La bonne foi est meilleure que la foi
Déçu, donc ? Non. Ce pays est le mien. J’y vis et je n’y baisse pas les yeux et je n’y tue personne et je le partage avec ceux qui ne veulent pas le diviser et je le défends contre ceux qui veulent le voiler, le manger, le cacher. Je ne suis pas patriote par la proclamation, mais parce que les gens que j’aime y sont, les arbres favoris et toute ma mémoire y est une terre. J’y reste.
Dieu ? C’est comme ma naissance et ma mort : cela ne concerne personne. L’islam ? Il n’est propriété de personne et j’y réclame le droit du plaidoyer libre et insolent. Et ainsi de suite. Je n’ai jamais menti et j’ai toujours écrit ce que je pensais. La bonne foi est meilleure que la foi ; je le répète. Et donc, je ne change pas de musique, comme je l’ai dit à un journaliste, mais seulement d’instrument.
Je suis devenu journaliste parce que j’avais besoin d’un salaire et de rester dans les parages de l’écrit. Cela devint une passion puis une façon de vivre.
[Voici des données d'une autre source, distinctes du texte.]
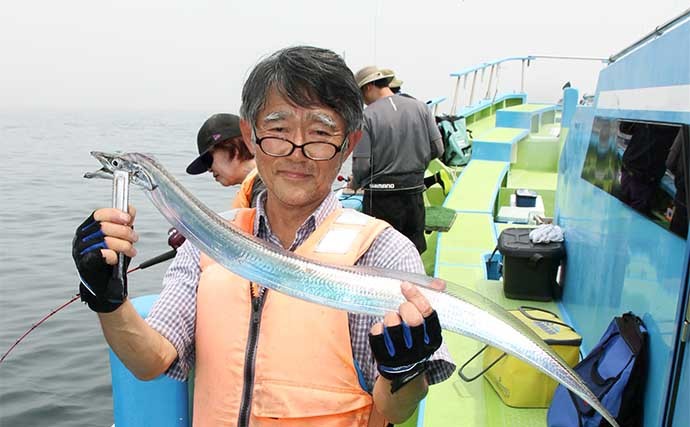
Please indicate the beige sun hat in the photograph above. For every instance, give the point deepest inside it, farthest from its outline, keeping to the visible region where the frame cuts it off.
(367, 75)
(387, 72)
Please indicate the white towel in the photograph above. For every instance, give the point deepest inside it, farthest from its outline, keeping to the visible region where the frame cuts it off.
(546, 233)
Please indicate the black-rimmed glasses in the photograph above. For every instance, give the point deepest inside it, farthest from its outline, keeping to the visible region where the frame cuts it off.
(316, 150)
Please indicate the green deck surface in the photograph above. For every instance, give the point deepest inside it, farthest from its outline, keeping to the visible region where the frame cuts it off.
(500, 135)
(460, 260)
(528, 107)
(521, 178)
(477, 186)
(457, 403)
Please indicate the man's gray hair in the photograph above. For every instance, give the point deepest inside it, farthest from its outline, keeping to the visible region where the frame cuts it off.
(308, 77)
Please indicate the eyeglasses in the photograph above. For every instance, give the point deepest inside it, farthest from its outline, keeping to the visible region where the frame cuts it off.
(316, 150)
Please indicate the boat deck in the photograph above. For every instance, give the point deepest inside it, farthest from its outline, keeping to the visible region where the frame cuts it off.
(504, 159)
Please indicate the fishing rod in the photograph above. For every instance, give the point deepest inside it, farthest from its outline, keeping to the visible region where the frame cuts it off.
(175, 240)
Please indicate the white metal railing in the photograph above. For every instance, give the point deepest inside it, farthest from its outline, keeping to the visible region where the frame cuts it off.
(654, 34)
(478, 72)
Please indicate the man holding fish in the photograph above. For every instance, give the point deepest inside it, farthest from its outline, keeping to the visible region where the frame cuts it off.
(261, 357)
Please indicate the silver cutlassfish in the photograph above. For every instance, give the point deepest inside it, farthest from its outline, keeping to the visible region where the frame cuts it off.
(354, 289)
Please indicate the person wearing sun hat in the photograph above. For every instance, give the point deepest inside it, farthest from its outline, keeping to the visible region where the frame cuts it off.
(223, 153)
(399, 140)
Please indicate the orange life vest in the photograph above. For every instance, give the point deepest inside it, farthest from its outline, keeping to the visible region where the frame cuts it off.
(304, 373)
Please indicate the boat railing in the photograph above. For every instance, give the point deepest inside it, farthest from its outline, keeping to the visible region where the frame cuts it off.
(658, 31)
(476, 76)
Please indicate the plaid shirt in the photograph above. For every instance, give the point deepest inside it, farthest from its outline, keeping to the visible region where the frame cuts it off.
(174, 314)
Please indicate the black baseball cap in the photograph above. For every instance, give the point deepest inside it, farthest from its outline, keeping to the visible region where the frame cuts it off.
(217, 128)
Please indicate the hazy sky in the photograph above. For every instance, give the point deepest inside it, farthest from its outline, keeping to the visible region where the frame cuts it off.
(195, 54)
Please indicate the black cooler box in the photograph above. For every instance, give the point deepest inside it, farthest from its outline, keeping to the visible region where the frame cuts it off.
(529, 270)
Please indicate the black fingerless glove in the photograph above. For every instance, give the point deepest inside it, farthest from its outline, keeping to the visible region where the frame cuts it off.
(401, 352)
(99, 288)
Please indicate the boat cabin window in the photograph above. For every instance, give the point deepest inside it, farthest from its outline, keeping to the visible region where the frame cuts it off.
(643, 164)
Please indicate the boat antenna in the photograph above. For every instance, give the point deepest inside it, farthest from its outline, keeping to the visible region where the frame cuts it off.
(175, 240)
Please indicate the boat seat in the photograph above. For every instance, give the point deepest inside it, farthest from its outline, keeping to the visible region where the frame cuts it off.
(498, 144)
(526, 116)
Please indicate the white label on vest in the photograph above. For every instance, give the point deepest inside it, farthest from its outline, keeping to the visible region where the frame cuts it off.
(229, 215)
(337, 241)
(352, 217)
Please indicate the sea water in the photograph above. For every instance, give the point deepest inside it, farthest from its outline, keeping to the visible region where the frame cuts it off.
(60, 375)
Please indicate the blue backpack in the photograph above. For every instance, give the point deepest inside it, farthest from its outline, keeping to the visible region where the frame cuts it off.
(456, 140)
(615, 370)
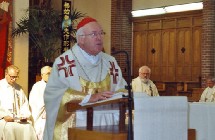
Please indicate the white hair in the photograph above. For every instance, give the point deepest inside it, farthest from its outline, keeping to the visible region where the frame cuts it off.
(45, 69)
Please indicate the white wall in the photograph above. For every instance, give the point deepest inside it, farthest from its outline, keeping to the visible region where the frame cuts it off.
(20, 57)
(146, 4)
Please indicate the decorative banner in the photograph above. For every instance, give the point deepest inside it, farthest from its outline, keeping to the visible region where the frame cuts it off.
(5, 35)
(66, 25)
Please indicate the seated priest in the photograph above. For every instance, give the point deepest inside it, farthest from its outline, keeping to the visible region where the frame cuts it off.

La chronique est pour moi un tir à l’arc. Le parcours du 100 mètres qui tend le corps vers le feu. J’aime cet exercice qui met la vie matinale sous tension. Encore ? Je ne suis pas sioniste, athée, soumis, français, suédois ou arabe. Je suis libre de cette liberté qu’ont rêvée mes ancêtres qui sont morts pour me la donner par-dessus la tombe.
J’ai mes grands défauts. Mes convictions et mes livres. J’aime tenir tête au ciel et aux ossements qui jacassent. J’ai grandi dans un village qui est devenu un cerf-volant dans ma tête. J’ai essayé d’apprendre vite et j’ai aimé les écrits. J’ai travaillé dans les journaux avec la tension d’une question de vie ou de mort. J’ai partagé et trahi. J’ai distingué, dans le chaos de ma génération, des voies et des possibilités que j’ai saisies. Je ne suis ni meilleur, ni pire mais seulement constant. J’ai critiqué ce régime par déception quant à ses ambitions d’Etat et son manque de grandeur et ses hommes cupides et sans classe ni chemises propres. Et là j’ai envie de me reposer du journalisme pour rêver de littérature.
Et il me faut donc, aujourd’hui, remercier. Ceux-là qui ont toujours lu en partageant mon plaisir d’écrire. Qui ont puisé dans mes accidents de verbes ce qu’il leur fallait comme raisons ou convictions. Car ce pays est passionné et ses enfants nombreux. Certains veulent l’hériter avant sa mort, d’autres le volent, d’autres le subissent et d’autres le respectent avec la vénération silencieuse qu’ils doivent à une parenté. Et parmi ceux-là, beaucoup m’ont compris, pardonné ou suivi et défendu comme s’il s’agissait de leur vie à eux.
J’aime mener moi aussi la guerre de ma libération. Et fêter, parfois, mes indépendances.